To continue her passion for theater back in San Antonio, and to help support her widowed mother, Escalona began working part-time as an usher at the Teatro Zaragosa. When she was sixteen, she moved to a better position at the Teatro Nacional in the downtown area. One of the headlining acts was a variety company called Los Hermanos Areu, and one of the brothers, José, fell in love with Escalona and the two were married. She was invited to join the troupe, and, under the tutelage of the brothers, trained as an actress, singer, dancer, and comedienne. In 1920, at the age of eighteen, she made her stage debut at the Teatro Colón in El Paso, Texas.

== Career ==

=== Early career ===
The Areu family was of Spanish-Cuban heritage, and they were an important troupe on the Spanish-language vaudeville and zarzuela circuit in the Southwest, touring Mexico and the Southwest throughout the 1920s.
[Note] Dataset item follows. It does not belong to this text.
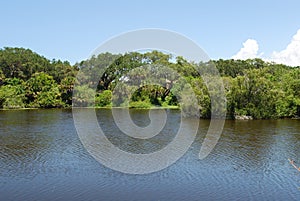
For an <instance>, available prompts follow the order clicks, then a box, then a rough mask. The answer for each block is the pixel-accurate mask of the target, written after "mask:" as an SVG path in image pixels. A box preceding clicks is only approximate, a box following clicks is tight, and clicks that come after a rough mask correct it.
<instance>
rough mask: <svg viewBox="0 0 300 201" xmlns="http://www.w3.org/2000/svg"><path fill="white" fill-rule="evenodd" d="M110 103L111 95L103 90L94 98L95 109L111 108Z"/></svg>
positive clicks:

By 1930 Beatriz was known as “La Chata Noloesca,” the comic underdog character she created, and she had separated from her husband and created her own vaudeville company, Atracciones Noloesca.

=== Compania Mexicana ===
In 1936, Escalona formed a new vaudeville company primarily made up of women from San Antonio, and in 1938 the Compania Mexicana began performing throughout the United States in cities where the Hispanic populations could support live theater. Escalona's idea to was to bring Mexican variety acts to Latino communities, and the company had considerable success in Tampa, Miami, and Cuba. In 1941 following well-received performances in Chicago, the troupe went to New York, where they played various theaters and worked in radio and television.